Wednesday, November 25, 2009
Red Dog Hello
The dog looks like it's saying "Hello!" Blackrock Shopping Centre is a place I return to regularly although some of it's charms have disappeared over the years. Not this one though. I appreciate the fact that children still like to go on these rides and it reminds me that we all need to play sometimes. I am also advised that Jarvis Cocker finds it easy to find the child within, it's the adult within that's the problem. So he says anyway. Here, the dog is playful and faithful, unlike the terrifying dogs of mythology. Cerberus was the many-headed dog on guard at the entrance to Hades. In one story Orpheus put Cerberus to sleep and Hercules managed to capture him without weapons. Dogs are very special to us so I propose to call this dog Cerby. Next time you're in Blackrock, pop in and say hello to Cerby.
Labels:
Cerberus,
Hades,
Hercules,
Jarvis Cocke,
Orpheaus
Tuesday, November 24, 2009
Bollard Art
This is on Mespil Road, just round the corner from the Guinness Gallery. That's why I granted the ordinary street object the status of art. I passed a lot of cafe tables that day, all with small droplets of rain - and they did look pretty. But somehow the bollard appealed. The drops looked like small creatures on the black surface.

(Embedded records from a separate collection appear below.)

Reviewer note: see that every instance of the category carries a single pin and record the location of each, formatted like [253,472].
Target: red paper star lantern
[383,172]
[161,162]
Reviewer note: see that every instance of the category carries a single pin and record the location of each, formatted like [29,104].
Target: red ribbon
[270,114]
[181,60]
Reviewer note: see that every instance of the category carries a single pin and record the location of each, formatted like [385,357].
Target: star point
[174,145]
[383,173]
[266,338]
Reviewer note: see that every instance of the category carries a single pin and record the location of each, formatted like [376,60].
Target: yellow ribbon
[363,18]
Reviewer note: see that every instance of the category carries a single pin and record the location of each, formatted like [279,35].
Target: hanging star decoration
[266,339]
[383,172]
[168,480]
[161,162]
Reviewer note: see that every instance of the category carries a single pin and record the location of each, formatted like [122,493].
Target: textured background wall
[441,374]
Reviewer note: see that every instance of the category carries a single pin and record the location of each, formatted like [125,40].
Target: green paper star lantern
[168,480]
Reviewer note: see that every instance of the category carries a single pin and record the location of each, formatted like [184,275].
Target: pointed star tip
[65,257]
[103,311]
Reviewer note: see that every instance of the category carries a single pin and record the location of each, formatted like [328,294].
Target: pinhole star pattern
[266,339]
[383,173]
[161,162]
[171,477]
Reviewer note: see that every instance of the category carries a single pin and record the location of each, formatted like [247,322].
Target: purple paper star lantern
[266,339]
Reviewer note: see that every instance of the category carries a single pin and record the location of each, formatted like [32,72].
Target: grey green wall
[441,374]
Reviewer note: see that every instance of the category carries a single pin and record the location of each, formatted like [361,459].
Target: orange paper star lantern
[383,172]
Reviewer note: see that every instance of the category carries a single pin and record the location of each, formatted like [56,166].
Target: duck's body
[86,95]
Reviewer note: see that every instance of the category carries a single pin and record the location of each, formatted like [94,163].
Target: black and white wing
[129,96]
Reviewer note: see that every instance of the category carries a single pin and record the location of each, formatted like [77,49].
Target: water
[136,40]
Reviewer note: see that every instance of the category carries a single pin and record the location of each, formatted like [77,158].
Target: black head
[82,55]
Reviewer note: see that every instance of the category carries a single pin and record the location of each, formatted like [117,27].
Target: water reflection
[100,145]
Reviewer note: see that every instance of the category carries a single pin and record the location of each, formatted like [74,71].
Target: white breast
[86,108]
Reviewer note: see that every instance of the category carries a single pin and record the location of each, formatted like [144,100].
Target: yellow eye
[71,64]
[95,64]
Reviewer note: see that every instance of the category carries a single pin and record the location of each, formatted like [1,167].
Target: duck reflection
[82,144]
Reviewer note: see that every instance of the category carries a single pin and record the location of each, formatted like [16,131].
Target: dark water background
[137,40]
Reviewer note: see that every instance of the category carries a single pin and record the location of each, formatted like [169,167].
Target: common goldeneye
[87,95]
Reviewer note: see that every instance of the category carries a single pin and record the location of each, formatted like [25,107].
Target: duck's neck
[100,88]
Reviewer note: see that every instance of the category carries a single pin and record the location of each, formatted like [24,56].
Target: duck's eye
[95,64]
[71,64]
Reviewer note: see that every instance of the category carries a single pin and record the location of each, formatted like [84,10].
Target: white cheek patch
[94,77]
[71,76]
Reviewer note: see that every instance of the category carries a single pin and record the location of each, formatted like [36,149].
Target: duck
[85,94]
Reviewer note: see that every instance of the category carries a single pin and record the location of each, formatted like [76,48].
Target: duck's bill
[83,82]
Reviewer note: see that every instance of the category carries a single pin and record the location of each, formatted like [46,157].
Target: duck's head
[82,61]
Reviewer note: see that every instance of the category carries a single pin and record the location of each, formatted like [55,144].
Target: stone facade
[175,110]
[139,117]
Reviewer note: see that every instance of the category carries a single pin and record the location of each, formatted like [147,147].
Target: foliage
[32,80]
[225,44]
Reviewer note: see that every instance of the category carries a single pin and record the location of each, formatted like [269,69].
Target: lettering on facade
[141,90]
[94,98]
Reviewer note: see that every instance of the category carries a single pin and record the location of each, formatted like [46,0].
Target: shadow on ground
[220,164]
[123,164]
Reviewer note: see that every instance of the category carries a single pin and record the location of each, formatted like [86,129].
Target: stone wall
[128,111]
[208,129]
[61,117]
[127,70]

Strange to think that no matter how pretty, they are responsible for the peeling paint and the emerging rust on the metal surface. In Christian and Jewish symbolism, water is the beginning of creation. If we did not have this rain, the land would be barren. Water symbolises life itself and these creatures are the materia prima, no more so than because the rain changes and fertilises wherever it touches. Fortunately, we have no shortage of rain in Ireland!